A research team led by Prof. Junghyup Lee of the Department of Electrical Engineering and Computer Science at DGIST has become the first in the world to develop a “time-interleaved noise-shaping SAR ADC (analog-to-digital converter)” semiconductor chip capable of simultaneously measuring multiple biosignals, including electrocardiograms (ECG) and electromyograms (EMG). The team developed this technology in an actual semiconductor chip and successfully completed functional validation. Their findings were presented at the IEEE Symposium on VLSI Technology & Circuits (VLSI 2026), held in Honolulu, June 14–18.
Accurately measuring multiple biosignals using wearable devices such as smartwatches requires meeting several demanding conditions. These include “ultra-high input impedance (resistance)” to prevent signal loss even when no sweat is present on the skin or when contact is loose (dry or non-contact electrodes), a “wide input range” to prevent signal distortion caused by vigorous movement, and “ultra-low power consumption” for long-term operation. However, conventional measurement approaches have struggled to satisfy all these requirements simultaneously within a single chip.

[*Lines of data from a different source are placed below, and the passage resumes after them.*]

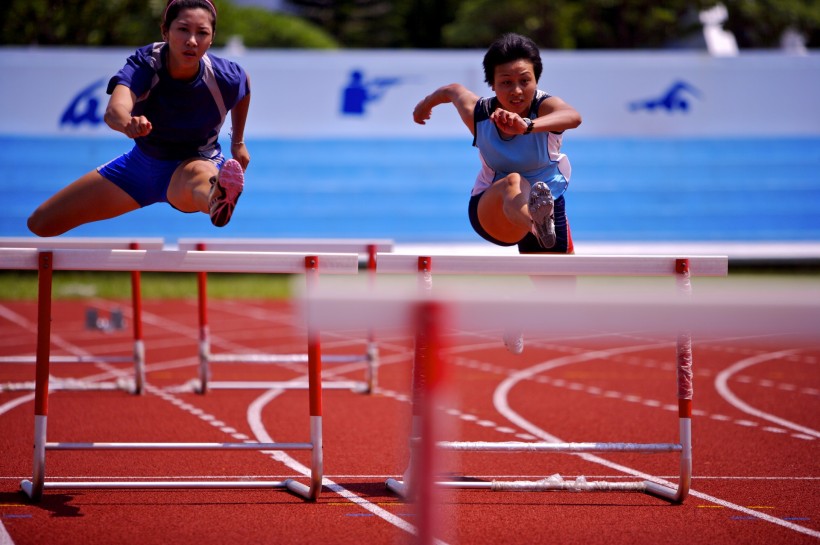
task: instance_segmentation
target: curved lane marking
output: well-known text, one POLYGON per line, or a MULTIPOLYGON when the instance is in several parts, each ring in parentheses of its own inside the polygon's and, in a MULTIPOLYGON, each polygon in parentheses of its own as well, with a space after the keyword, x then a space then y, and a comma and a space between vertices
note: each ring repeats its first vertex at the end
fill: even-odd
POLYGON ((785 420, 785 419, 780 418, 778 416, 775 416, 773 414, 769 414, 769 413, 761 411, 759 409, 755 409, 754 407, 752 407, 748 403, 746 403, 746 402, 742 401, 740 398, 738 398, 732 392, 732 390, 729 388, 729 385, 728 385, 729 379, 732 378, 732 376, 735 373, 738 373, 739 371, 742 371, 743 369, 746 369, 746 368, 751 367, 753 365, 757 365, 758 363, 763 363, 765 361, 784 358, 784 357, 790 356, 790 355, 792 355, 796 352, 798 352, 797 349, 794 349, 794 350, 781 350, 779 352, 770 352, 768 354, 759 354, 757 356, 753 356, 751 358, 746 358, 745 360, 741 360, 741 361, 735 363, 734 365, 724 369, 720 373, 718 373, 718 375, 715 377, 715 388, 717 389, 717 391, 721 395, 721 397, 723 397, 727 402, 729 402, 729 404, 731 404, 733 407, 735 407, 736 409, 738 409, 738 410, 740 410, 740 411, 742 411, 746 414, 756 416, 757 418, 760 418, 761 420, 768 420, 769 422, 773 422, 773 423, 775 423, 778 426, 781 426, 783 428, 789 428, 791 430, 794 430, 794 431, 797 431, 797 432, 800 432, 800 433, 803 433, 803 434, 806 434, 806 435, 810 435, 812 437, 820 438, 820 431, 817 431, 817 430, 814 430, 814 429, 811 429, 811 428, 807 428, 806 426, 801 426, 800 424, 795 424, 794 422, 791 422, 789 420, 785 420))
MULTIPOLYGON (((608 357, 615 354, 622 354, 625 352, 630 351, 638 351, 638 350, 645 350, 653 348, 653 346, 657 345, 643 345, 643 346, 634 346, 634 347, 623 347, 623 348, 616 348, 612 350, 598 350, 594 352, 588 352, 586 354, 578 354, 575 356, 566 356, 563 358, 557 358, 554 360, 550 360, 544 363, 540 363, 538 365, 534 365, 528 369, 523 369, 514 373, 509 378, 505 379, 504 381, 499 384, 498 388, 496 388, 495 393, 493 394, 493 404, 495 405, 496 409, 504 415, 510 422, 515 423, 517 426, 521 427, 522 429, 527 430, 531 434, 535 435, 536 437, 540 437, 544 441, 553 442, 553 443, 562 443, 564 442, 562 439, 547 433, 546 431, 542 430, 535 424, 531 423, 530 421, 526 420, 524 417, 516 413, 507 403, 507 396, 509 395, 510 390, 515 386, 518 382, 522 380, 526 380, 532 378, 532 376, 542 373, 544 371, 548 371, 550 369, 554 369, 556 367, 561 367, 563 365, 570 365, 573 363, 580 363, 583 361, 589 361, 591 359, 597 359, 602 357, 608 357)), ((670 481, 660 479, 656 476, 652 476, 641 471, 638 471, 634 468, 623 466, 621 464, 617 464, 615 462, 611 462, 605 458, 601 458, 600 456, 595 456, 593 454, 578 454, 581 458, 588 462, 592 462, 595 464, 600 464, 616 471, 620 471, 622 473, 626 473, 628 475, 632 475, 634 477, 639 477, 641 479, 646 479, 649 481, 656 482, 658 484, 662 484, 665 486, 669 486, 671 488, 677 487, 677 484, 672 483, 670 481)), ((811 528, 806 528, 805 526, 800 526, 798 524, 794 524, 787 520, 779 519, 773 517, 771 515, 767 515, 765 513, 761 513, 759 511, 755 511, 753 509, 748 509, 746 507, 731 503, 726 500, 722 500, 720 498, 715 498, 714 496, 710 496, 708 494, 704 494, 702 492, 698 492, 696 490, 689 490, 689 495, 695 496, 702 500, 706 500, 712 502, 717 505, 721 505, 726 507, 727 509, 732 509, 734 511, 738 511, 743 513, 744 515, 748 515, 750 517, 755 517, 760 520, 764 520, 766 522, 770 522, 772 524, 776 524, 778 526, 782 526, 784 528, 788 528, 795 532, 799 532, 802 534, 810 535, 812 537, 820 538, 820 532, 816 530, 812 530, 811 528)))

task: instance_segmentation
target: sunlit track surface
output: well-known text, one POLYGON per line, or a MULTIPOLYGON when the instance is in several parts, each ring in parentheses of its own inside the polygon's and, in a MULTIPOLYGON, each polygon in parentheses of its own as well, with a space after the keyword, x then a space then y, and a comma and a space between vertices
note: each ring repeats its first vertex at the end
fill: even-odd
MULTIPOLYGON (((122 306, 126 302, 111 302, 122 306)), ((149 302, 145 308, 145 396, 126 392, 52 393, 50 433, 95 441, 267 441, 307 426, 297 392, 211 392, 182 388, 196 373, 195 302, 149 302)), ((214 343, 230 350, 298 349, 304 332, 285 303, 212 304, 214 343)), ((127 333, 84 329, 82 302, 56 302, 54 352, 119 354, 127 333)), ((0 355, 30 350, 32 303, 0 303, 0 355)), ((674 342, 654 335, 529 336, 509 354, 500 332, 447 333, 455 395, 446 423, 465 440, 635 440, 674 431, 674 342), (598 357, 591 357, 591 353, 598 357), (556 366, 555 362, 563 362, 556 366)), ((359 330, 323 337, 327 353, 361 347, 359 330)), ((325 488, 315 503, 272 490, 49 491, 40 504, 19 492, 31 471, 32 395, 0 392, 0 515, 13 543, 408 543, 415 511, 388 492, 385 477, 407 466, 412 339, 379 338, 379 387, 369 396, 325 392, 325 488)), ((818 513, 817 438, 820 347, 782 338, 710 338, 695 342, 695 466, 680 506, 634 494, 447 491, 441 512, 446 543, 533 543, 545 528, 566 543, 814 543, 818 513), (727 392, 730 392, 727 395, 727 392), (751 412, 750 412, 751 410, 751 412), (773 418, 780 419, 775 421, 773 418), (792 426, 787 426, 788 422, 792 426)), ((216 365, 239 380, 299 380, 298 365, 216 365)), ((31 365, 3 364, 0 382, 33 380, 31 365)), ((327 379, 358 380, 361 365, 326 369, 327 379)), ((127 365, 54 365, 62 378, 127 377, 127 365)), ((669 437, 674 439, 674 437, 669 437)), ((445 456, 450 476, 473 479, 579 477, 628 480, 635 474, 674 481, 674 460, 621 454, 445 456)), ((299 476, 309 460, 295 453, 56 452, 49 472, 65 480, 259 480, 299 476)))

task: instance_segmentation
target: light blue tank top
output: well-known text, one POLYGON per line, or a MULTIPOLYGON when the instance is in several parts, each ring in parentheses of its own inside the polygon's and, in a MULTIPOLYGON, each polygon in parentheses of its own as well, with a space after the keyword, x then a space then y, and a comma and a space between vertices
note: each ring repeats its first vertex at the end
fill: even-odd
MULTIPOLYGON (((538 117, 538 106, 550 95, 538 90, 530 106, 530 119, 538 117)), ((513 172, 530 184, 546 182, 554 198, 564 194, 569 185, 569 158, 561 153, 563 133, 538 132, 513 137, 502 136, 490 114, 497 108, 495 97, 481 98, 476 103, 473 119, 475 139, 482 168, 473 186, 473 195, 486 190, 493 182, 513 172)))

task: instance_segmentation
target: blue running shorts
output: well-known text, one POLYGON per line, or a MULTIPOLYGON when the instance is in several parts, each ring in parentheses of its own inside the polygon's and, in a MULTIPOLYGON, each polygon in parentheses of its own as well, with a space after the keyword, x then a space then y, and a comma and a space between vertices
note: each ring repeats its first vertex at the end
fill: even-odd
POLYGON ((473 195, 470 197, 470 204, 468 207, 468 215, 470 217, 470 225, 476 233, 484 240, 497 244, 498 246, 515 246, 518 245, 518 253, 521 254, 571 254, 574 253, 575 248, 572 244, 572 235, 569 230, 569 221, 567 221, 567 209, 564 196, 561 195, 555 199, 555 246, 549 249, 544 249, 538 244, 538 239, 532 233, 527 233, 524 238, 518 242, 501 242, 493 238, 478 221, 478 200, 483 193, 473 195))
MULTIPOLYGON (((97 168, 103 178, 128 193, 141 207, 158 202, 168 202, 168 185, 177 167, 185 160, 161 160, 149 157, 139 147, 124 153, 97 168)), ((207 159, 222 167, 222 154, 207 159)))

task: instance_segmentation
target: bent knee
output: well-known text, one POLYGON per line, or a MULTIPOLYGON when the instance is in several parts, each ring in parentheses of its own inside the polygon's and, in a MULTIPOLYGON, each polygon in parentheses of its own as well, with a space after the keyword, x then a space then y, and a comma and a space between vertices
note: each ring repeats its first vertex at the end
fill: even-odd
POLYGON ((63 234, 64 232, 60 231, 53 224, 51 224, 45 215, 40 213, 38 210, 35 210, 28 217, 26 227, 28 227, 28 230, 38 237, 55 237, 63 234))

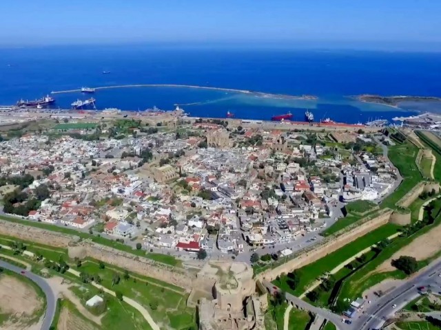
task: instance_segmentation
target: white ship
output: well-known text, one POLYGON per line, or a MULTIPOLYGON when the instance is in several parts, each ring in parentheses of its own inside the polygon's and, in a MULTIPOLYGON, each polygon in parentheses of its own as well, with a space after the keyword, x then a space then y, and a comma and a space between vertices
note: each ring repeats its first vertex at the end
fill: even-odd
POLYGON ((90 87, 81 87, 81 93, 94 93, 95 89, 90 87))
POLYGON ((84 101, 78 99, 75 102, 72 102, 70 105, 72 105, 72 107, 74 109, 81 109, 89 104, 92 104, 94 107, 95 107, 95 99, 93 98, 90 98, 84 101))

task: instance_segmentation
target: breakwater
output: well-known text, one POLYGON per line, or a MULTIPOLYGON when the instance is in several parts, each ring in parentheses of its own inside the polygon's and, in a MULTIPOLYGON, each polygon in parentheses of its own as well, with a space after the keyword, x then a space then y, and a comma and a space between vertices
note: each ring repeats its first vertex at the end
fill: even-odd
MULTIPOLYGON (((139 85, 120 85, 116 86, 101 86, 93 87, 96 91, 101 89, 110 89, 116 88, 136 88, 136 87, 174 87, 174 88, 193 88, 198 89, 208 89, 212 91, 227 91, 231 93, 240 93, 243 94, 248 94, 259 98, 279 98, 289 100, 317 100, 318 98, 311 95, 286 95, 286 94, 274 94, 271 93, 264 93, 262 91, 253 91, 247 89, 236 89, 232 88, 223 87, 211 87, 209 86, 196 86, 193 85, 176 85, 176 84, 139 84, 139 85)), ((51 94, 62 94, 65 93, 76 93, 81 91, 81 89, 67 89, 65 91, 53 91, 51 94)))

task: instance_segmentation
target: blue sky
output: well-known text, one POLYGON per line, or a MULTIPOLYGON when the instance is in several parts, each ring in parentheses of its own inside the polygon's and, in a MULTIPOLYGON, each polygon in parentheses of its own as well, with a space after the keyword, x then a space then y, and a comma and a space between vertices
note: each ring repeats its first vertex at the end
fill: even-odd
POLYGON ((0 45, 441 44, 441 0, 1 0, 0 45))

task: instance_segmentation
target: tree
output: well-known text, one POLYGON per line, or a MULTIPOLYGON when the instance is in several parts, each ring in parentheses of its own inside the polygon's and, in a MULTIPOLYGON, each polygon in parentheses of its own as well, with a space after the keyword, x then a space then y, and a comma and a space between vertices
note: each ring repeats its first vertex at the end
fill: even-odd
POLYGON ((112 278, 112 286, 113 287, 114 285, 119 283, 120 280, 121 278, 119 277, 119 275, 118 275, 116 273, 114 274, 112 278))
POLYGON ((243 188, 247 188, 247 180, 241 179, 238 182, 237 184, 238 186, 242 186, 243 188))
POLYGON ((198 259, 204 260, 205 258, 207 258, 207 251, 204 249, 200 249, 198 251, 198 259))
POLYGON ((274 294, 272 302, 274 306, 282 305, 286 300, 286 294, 283 291, 276 291, 274 294))
POLYGON ((259 261, 259 255, 254 252, 251 255, 250 261, 252 263, 257 263, 259 261))
POLYGON ((35 195, 39 201, 44 201, 49 197, 50 192, 45 184, 41 184, 35 188, 35 195))
POLYGON ((117 299, 123 301, 123 294, 120 291, 115 291, 115 296, 117 299))
POLYGON ((414 273, 418 269, 418 263, 413 256, 401 256, 391 262, 391 265, 407 275, 414 273))
POLYGON ((310 291, 307 294, 306 294, 306 297, 309 299, 313 302, 315 302, 318 299, 319 296, 318 292, 316 290, 310 291))
POLYGON ((288 280, 287 281, 289 287, 293 290, 296 289, 300 281, 300 272, 296 270, 294 272, 288 273, 288 280))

Lee’s research team addressed this challenge by proposing a novel “time-interleaved third-order noise-shaping SAR ADC” architecture in which circuit blocks that consume significant power and chip area are shared across multiple channels, while only essential components (the residual capacitor banks) are allocated separately to each channel. This approach dramatically reduced the circuit area and power consumption required for multichannel systems, enabling an ultra-compact, ultra-low-power chip.